Women are often made to feel that they are being too ‘reserved’, that they lack sense of humor and/or are reading too much into things if they voice out their concern against such messages. This creates self doubt and dissuades them from taking any action. On the other hand it perpetuates the idea that heterosexual masculine identity is superior to all and entitled to such behaviour.
It does not come as surprise then that our courtrooms are infested with sexism and mired in cases of sexual misconduct against people holding high offices. In 2013, a law intern reported a case of sexual misconduct against Justice Ashok Ganguly who was then serving as the Chairman of the West Bengal Human Rights Commission after having retired from the Supreme Court. In his reply against a notice served to him by the Supreme Court Justice Ganguly, said that his actions were misconstrued by the young lady, that he had no sexual intentions. No further action was taken in the case.
A similar case was brought against another Justice of the Supreme Court – Swatanter Kumar in 2014. He rubbished all allegations brought against him by his junior and continued to serve as the chairman of the National Green Tribunal.

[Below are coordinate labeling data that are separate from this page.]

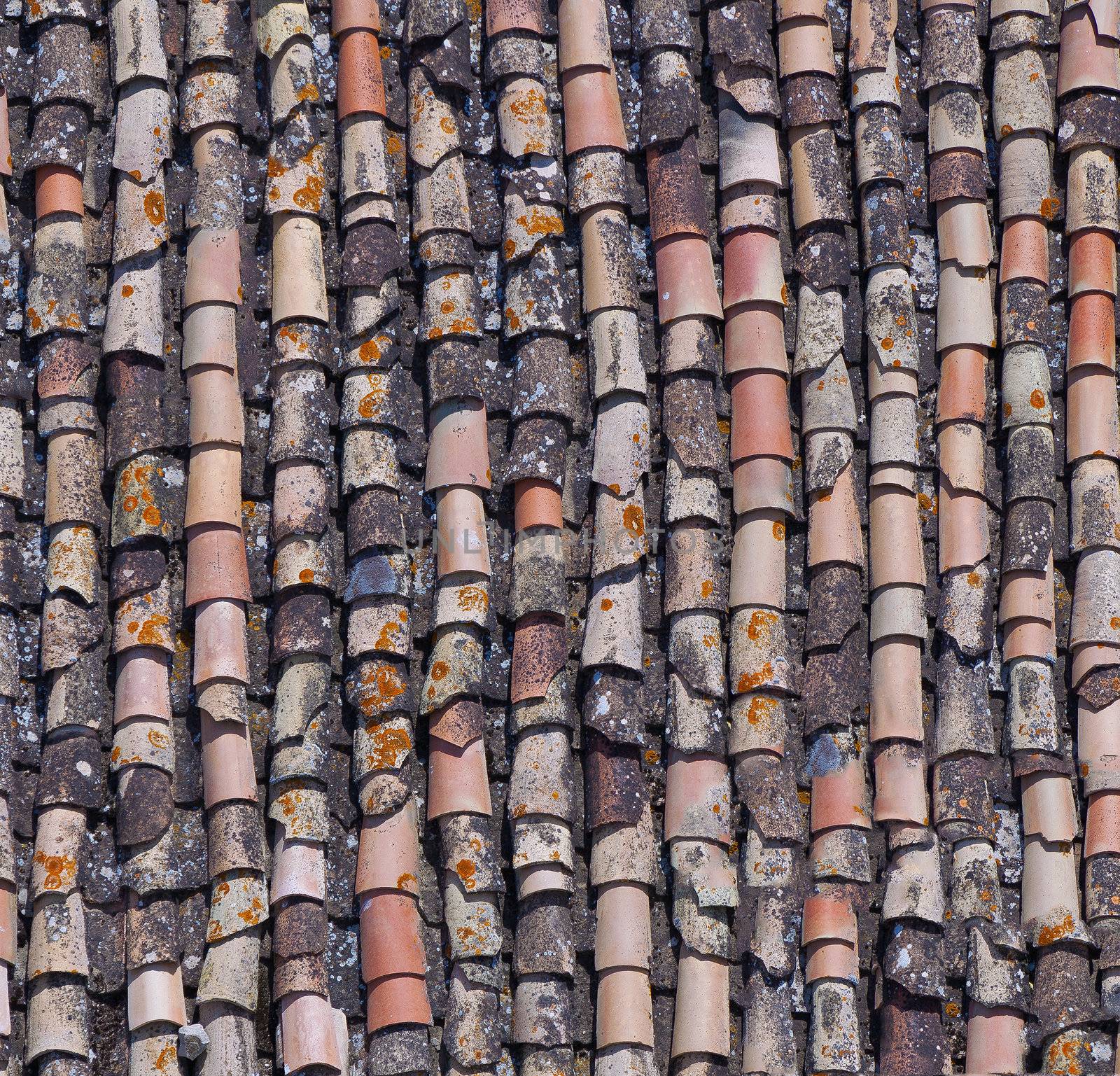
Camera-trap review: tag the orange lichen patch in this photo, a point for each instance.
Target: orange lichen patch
(1056, 933)
(168, 1059)
(762, 620)
(384, 685)
(149, 633)
(252, 915)
(538, 222)
(466, 872)
(750, 681)
(61, 870)
(761, 708)
(474, 599)
(388, 745)
(155, 209)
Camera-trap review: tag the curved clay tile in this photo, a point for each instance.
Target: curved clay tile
(698, 809)
(1088, 64)
(59, 1020)
(614, 648)
(218, 590)
(13, 491)
(302, 575)
(839, 805)
(440, 145)
(761, 452)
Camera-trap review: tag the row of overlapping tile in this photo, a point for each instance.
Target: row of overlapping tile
(468, 444)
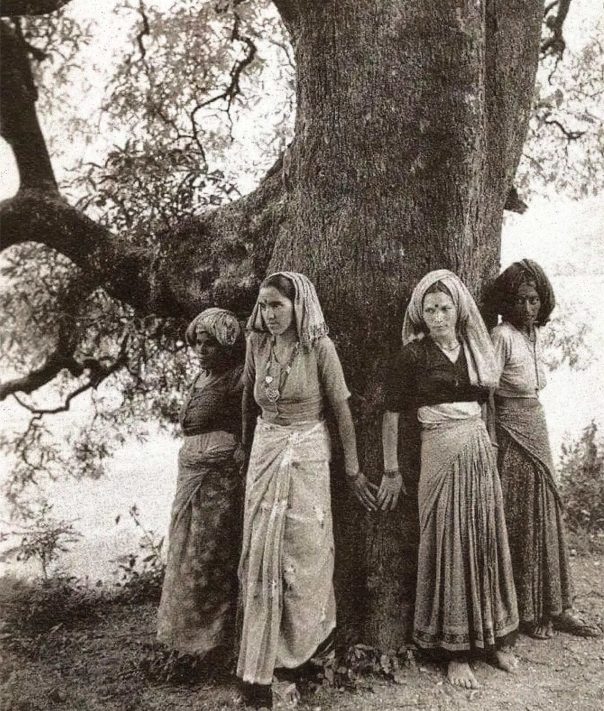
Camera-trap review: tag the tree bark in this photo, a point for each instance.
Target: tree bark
(411, 117)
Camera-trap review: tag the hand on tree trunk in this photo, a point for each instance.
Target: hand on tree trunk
(363, 489)
(389, 491)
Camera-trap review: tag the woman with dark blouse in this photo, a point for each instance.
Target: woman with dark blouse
(465, 599)
(523, 295)
(198, 603)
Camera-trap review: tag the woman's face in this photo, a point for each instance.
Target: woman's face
(440, 316)
(276, 309)
(209, 351)
(526, 306)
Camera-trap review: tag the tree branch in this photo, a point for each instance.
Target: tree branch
(555, 43)
(15, 8)
(290, 12)
(53, 365)
(214, 258)
(570, 135)
(19, 124)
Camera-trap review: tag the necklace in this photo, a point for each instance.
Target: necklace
(452, 348)
(272, 387)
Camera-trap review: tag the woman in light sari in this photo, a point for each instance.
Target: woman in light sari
(293, 374)
(199, 595)
(465, 602)
(523, 295)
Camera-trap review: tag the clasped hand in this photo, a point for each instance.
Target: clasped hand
(384, 497)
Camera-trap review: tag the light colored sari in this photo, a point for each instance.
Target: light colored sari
(287, 559)
(465, 590)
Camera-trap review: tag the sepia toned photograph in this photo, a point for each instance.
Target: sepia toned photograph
(301, 355)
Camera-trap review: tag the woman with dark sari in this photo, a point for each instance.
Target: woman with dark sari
(465, 602)
(198, 602)
(524, 297)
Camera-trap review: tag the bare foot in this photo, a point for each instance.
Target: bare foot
(505, 659)
(544, 630)
(460, 674)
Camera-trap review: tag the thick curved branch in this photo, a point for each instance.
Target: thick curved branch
(214, 258)
(290, 12)
(53, 365)
(19, 124)
(15, 8)
(555, 43)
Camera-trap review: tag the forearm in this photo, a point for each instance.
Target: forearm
(248, 417)
(390, 440)
(347, 436)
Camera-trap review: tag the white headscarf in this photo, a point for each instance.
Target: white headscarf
(219, 323)
(477, 345)
(310, 322)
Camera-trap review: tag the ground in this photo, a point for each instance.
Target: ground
(100, 663)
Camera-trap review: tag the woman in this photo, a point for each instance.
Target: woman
(198, 602)
(524, 297)
(465, 602)
(293, 374)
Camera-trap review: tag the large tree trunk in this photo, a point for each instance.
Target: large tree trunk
(410, 120)
(411, 117)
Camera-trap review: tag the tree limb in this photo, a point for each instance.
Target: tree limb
(19, 124)
(289, 11)
(555, 43)
(15, 8)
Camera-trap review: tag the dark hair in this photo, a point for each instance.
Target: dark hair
(283, 285)
(437, 288)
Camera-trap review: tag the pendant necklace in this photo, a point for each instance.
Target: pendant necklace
(272, 386)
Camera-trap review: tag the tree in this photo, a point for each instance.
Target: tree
(410, 123)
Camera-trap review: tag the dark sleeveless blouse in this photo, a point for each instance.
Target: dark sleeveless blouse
(214, 407)
(421, 374)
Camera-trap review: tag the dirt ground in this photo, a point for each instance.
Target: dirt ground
(99, 666)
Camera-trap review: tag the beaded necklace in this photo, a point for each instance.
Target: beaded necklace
(272, 387)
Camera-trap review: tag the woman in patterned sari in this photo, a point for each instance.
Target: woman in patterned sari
(198, 603)
(525, 298)
(465, 602)
(293, 374)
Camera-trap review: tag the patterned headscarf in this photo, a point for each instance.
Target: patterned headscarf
(219, 323)
(505, 288)
(310, 322)
(478, 349)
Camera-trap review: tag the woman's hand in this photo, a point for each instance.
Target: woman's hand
(362, 489)
(389, 491)
(241, 457)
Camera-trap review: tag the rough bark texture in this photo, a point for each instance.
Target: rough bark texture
(411, 117)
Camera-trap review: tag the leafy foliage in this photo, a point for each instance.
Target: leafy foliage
(43, 540)
(564, 149)
(141, 574)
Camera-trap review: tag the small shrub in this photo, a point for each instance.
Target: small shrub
(141, 574)
(582, 482)
(43, 539)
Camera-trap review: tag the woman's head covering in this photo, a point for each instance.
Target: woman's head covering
(218, 323)
(310, 322)
(505, 287)
(480, 356)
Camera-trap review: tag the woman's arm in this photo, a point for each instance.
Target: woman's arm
(392, 481)
(363, 489)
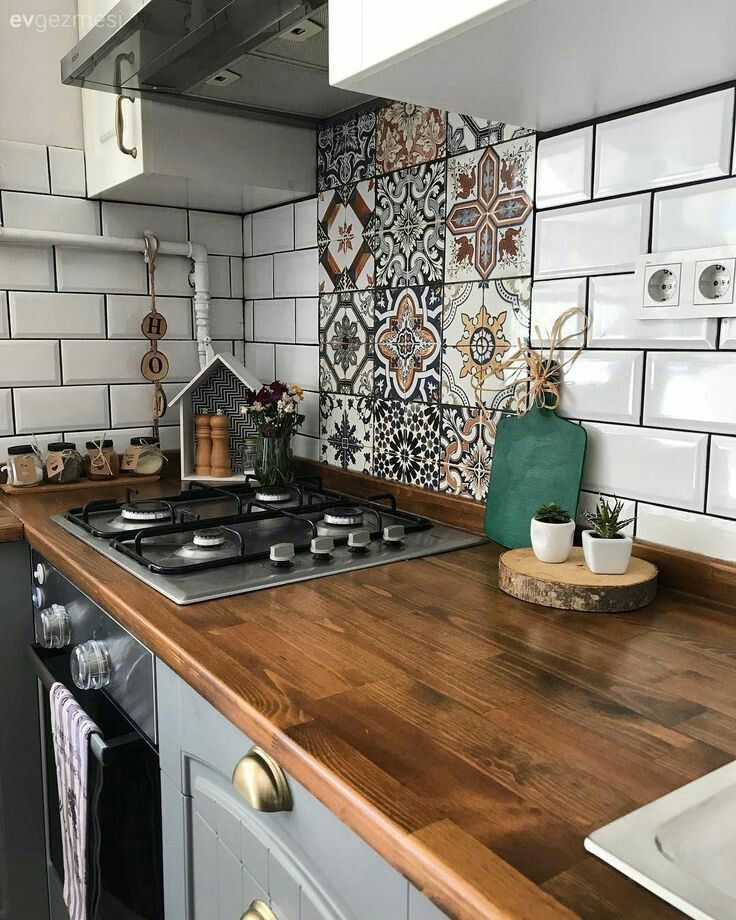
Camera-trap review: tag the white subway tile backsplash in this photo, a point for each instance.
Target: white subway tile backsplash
(29, 363)
(697, 533)
(295, 273)
(273, 230)
(23, 167)
(666, 467)
(691, 391)
(669, 145)
(612, 321)
(588, 239)
(44, 408)
(24, 211)
(46, 315)
(564, 168)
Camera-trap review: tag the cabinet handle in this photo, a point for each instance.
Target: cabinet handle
(261, 782)
(120, 125)
(259, 910)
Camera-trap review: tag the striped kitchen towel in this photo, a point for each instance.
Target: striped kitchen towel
(78, 781)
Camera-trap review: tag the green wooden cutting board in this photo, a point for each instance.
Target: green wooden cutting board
(537, 458)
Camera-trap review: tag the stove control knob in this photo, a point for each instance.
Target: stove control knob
(359, 541)
(90, 665)
(55, 627)
(282, 554)
(393, 535)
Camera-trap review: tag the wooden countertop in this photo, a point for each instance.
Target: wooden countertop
(470, 738)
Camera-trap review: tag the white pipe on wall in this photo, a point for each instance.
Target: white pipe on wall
(199, 277)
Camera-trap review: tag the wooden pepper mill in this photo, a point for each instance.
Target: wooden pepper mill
(220, 425)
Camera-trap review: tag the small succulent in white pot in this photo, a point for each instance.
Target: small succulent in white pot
(607, 551)
(552, 530)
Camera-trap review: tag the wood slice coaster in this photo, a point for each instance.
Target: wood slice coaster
(572, 586)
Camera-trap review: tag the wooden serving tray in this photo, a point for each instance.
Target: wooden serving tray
(572, 586)
(80, 484)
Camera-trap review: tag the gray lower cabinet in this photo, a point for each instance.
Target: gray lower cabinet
(220, 854)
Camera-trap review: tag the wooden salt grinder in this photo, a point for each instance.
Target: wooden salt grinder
(203, 453)
(220, 425)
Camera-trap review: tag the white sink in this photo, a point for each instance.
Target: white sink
(682, 847)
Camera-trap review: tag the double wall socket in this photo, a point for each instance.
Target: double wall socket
(687, 284)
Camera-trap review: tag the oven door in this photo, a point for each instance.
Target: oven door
(129, 810)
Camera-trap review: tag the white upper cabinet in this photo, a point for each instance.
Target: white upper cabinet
(543, 64)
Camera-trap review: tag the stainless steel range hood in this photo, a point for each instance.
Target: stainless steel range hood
(264, 58)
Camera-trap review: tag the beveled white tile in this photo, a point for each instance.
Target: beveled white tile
(612, 305)
(697, 533)
(587, 239)
(273, 230)
(51, 408)
(695, 217)
(549, 300)
(295, 274)
(25, 211)
(29, 363)
(603, 386)
(67, 172)
(273, 321)
(666, 467)
(722, 476)
(672, 144)
(23, 167)
(564, 168)
(691, 391)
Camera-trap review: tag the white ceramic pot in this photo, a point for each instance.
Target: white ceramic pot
(552, 542)
(606, 557)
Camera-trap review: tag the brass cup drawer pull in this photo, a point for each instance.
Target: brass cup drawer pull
(262, 783)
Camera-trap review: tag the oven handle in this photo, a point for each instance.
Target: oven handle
(105, 751)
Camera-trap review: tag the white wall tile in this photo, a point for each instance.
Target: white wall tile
(67, 172)
(29, 363)
(23, 167)
(564, 165)
(273, 320)
(587, 239)
(667, 467)
(604, 386)
(107, 272)
(612, 323)
(722, 476)
(133, 220)
(668, 145)
(222, 234)
(36, 315)
(697, 533)
(126, 311)
(50, 212)
(695, 217)
(258, 277)
(691, 391)
(51, 408)
(273, 230)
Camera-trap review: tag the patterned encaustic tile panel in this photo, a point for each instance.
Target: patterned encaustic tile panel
(406, 442)
(407, 135)
(408, 343)
(346, 150)
(344, 227)
(483, 324)
(489, 212)
(346, 321)
(346, 431)
(409, 236)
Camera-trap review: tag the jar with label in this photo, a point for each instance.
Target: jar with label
(24, 466)
(101, 461)
(143, 457)
(64, 462)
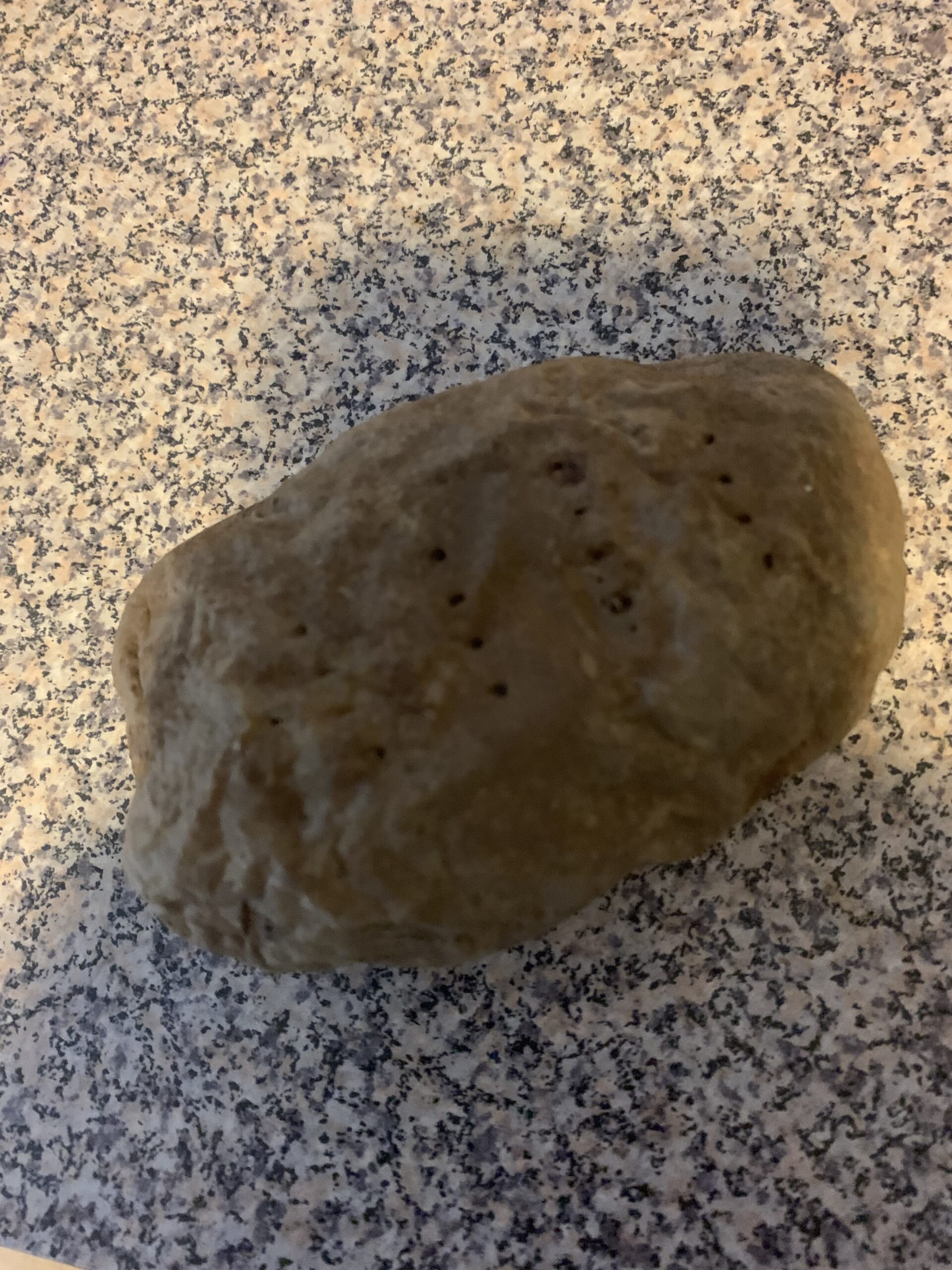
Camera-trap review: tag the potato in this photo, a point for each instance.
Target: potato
(498, 648)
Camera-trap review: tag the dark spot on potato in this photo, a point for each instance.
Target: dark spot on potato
(568, 470)
(617, 604)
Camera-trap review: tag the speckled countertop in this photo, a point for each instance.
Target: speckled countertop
(228, 232)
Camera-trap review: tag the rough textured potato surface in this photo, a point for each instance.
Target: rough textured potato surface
(498, 648)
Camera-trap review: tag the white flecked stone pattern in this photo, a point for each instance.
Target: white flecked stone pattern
(232, 230)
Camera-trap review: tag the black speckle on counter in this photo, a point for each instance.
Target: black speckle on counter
(228, 234)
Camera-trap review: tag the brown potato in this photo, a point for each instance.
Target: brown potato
(498, 648)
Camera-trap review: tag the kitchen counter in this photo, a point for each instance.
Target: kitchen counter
(230, 232)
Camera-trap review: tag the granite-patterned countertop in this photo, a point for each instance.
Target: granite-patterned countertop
(230, 230)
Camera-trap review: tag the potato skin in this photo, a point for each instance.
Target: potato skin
(495, 649)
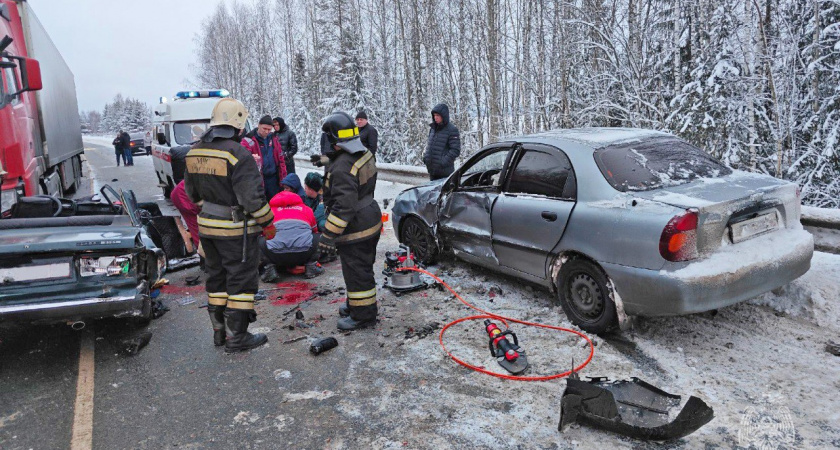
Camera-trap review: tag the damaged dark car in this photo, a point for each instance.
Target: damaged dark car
(74, 261)
(617, 222)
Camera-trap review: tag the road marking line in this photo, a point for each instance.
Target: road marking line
(83, 411)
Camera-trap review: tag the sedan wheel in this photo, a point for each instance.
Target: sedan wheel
(416, 235)
(584, 296)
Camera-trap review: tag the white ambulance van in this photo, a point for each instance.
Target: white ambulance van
(177, 124)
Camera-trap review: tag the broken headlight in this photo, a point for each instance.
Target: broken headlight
(104, 265)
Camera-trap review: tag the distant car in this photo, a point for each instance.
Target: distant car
(138, 143)
(615, 221)
(72, 261)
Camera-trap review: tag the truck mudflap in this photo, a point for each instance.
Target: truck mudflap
(631, 407)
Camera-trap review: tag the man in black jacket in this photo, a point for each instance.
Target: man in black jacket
(125, 140)
(444, 144)
(367, 133)
(288, 142)
(224, 179)
(354, 219)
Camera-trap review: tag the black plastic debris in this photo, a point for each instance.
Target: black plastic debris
(631, 407)
(158, 309)
(133, 346)
(321, 345)
(423, 331)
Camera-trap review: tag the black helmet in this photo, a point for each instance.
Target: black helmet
(342, 131)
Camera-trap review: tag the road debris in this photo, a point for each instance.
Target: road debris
(423, 331)
(321, 345)
(132, 346)
(631, 407)
(833, 348)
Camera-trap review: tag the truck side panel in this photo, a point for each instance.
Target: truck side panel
(58, 107)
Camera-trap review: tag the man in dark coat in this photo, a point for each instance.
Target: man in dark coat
(118, 148)
(288, 142)
(444, 145)
(367, 133)
(125, 141)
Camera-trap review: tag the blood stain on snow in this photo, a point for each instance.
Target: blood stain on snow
(293, 292)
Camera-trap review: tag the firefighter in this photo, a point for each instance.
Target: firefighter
(224, 177)
(353, 217)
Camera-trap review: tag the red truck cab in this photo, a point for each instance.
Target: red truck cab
(40, 133)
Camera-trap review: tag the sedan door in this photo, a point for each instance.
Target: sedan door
(464, 214)
(529, 217)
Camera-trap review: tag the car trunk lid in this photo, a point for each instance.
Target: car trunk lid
(733, 208)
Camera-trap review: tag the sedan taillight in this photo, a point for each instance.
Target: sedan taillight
(679, 238)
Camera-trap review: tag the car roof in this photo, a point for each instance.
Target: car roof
(590, 137)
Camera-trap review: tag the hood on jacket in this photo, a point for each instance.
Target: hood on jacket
(285, 199)
(282, 124)
(293, 181)
(443, 110)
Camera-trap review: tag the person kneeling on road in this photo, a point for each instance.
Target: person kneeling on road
(296, 241)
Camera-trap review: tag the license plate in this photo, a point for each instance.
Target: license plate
(747, 229)
(34, 273)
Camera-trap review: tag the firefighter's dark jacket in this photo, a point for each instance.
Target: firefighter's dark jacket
(353, 214)
(223, 175)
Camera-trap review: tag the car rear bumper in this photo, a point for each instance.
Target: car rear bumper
(120, 306)
(733, 274)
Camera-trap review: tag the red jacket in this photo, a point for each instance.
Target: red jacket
(250, 142)
(295, 223)
(288, 205)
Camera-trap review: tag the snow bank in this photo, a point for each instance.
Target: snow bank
(814, 296)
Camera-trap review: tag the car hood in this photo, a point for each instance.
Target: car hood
(67, 239)
(420, 200)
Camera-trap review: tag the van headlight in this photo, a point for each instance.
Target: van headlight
(104, 265)
(8, 197)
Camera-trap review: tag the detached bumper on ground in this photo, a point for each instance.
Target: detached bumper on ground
(122, 304)
(733, 274)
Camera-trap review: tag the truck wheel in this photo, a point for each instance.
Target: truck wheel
(584, 296)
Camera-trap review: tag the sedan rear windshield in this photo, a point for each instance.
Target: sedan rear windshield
(656, 163)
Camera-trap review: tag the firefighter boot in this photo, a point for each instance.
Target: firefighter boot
(239, 339)
(217, 318)
(270, 275)
(313, 269)
(344, 310)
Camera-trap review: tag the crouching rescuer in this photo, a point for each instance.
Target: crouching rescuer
(353, 218)
(223, 176)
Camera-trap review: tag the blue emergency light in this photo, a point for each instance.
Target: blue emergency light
(217, 93)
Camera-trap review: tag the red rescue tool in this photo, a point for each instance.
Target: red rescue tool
(508, 354)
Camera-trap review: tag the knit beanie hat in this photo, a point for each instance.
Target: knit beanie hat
(313, 181)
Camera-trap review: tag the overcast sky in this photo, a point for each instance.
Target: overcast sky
(140, 48)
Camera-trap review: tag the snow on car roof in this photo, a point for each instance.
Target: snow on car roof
(598, 137)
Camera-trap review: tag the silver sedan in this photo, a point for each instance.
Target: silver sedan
(615, 221)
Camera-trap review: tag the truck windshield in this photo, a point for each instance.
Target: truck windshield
(189, 132)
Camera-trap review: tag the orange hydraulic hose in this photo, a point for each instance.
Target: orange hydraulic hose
(504, 320)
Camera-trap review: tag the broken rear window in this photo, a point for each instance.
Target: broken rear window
(655, 163)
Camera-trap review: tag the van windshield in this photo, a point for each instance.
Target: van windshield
(189, 132)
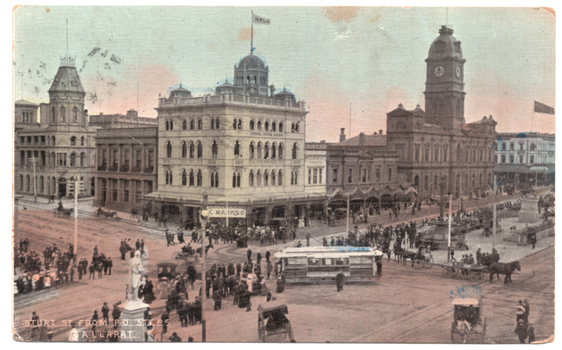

In 2019, a woman employee of the Supreme Court brought a case against then Chief Justice of India, Ranjan Gogoi alleging that CJI made sexual advances while she was posted for work at his residence office. The CJI not only held the office despite the case, he convened a special bench comprising of himself and two other judges of the Supreme Court to look into the matter which in his words ‘touched upon the independence of judiciary in the country’. In doing so he violated the principle that no one can be a judge in their own case. Subsequently, a committee was formed to look into the matter which concluded the case despite the opposition of the woman and final report of the committee was never made public nor shared with the woman leading to a clean chit to the CJI. All this while the CJI maintained that the woman had a ‘criminal record’ and that the allegations against him were made with the motive to destabilize the judiciary.
A common argument presented in such cases is that the men hold high offices, don a stellar reputation in the society and the case against them is motivated, aimed at defaming them and maligning their great work.
It is in this light that the Priya Ramani judgment becomes even more important and rightly merits celebration.
What does the judgment say?
In 2018, Mobasher Jawed Akbar, the then Minister of State for External Affairs and a well known newspaper editor was accused of sexual harassment by his former colleagues when the #MeToo movement gained momentum in India. One of the persons who called him out was Priya Ramani. Ms. Ramani wrote an article and several twitter posts recounting Akbar’s unwelcome behaviour when she went to interview for a job at the newspaper Asian Age in 1992. M.J. Akbar was then the editor of the newspaper who called her to a hotel room late in the evening for the interview.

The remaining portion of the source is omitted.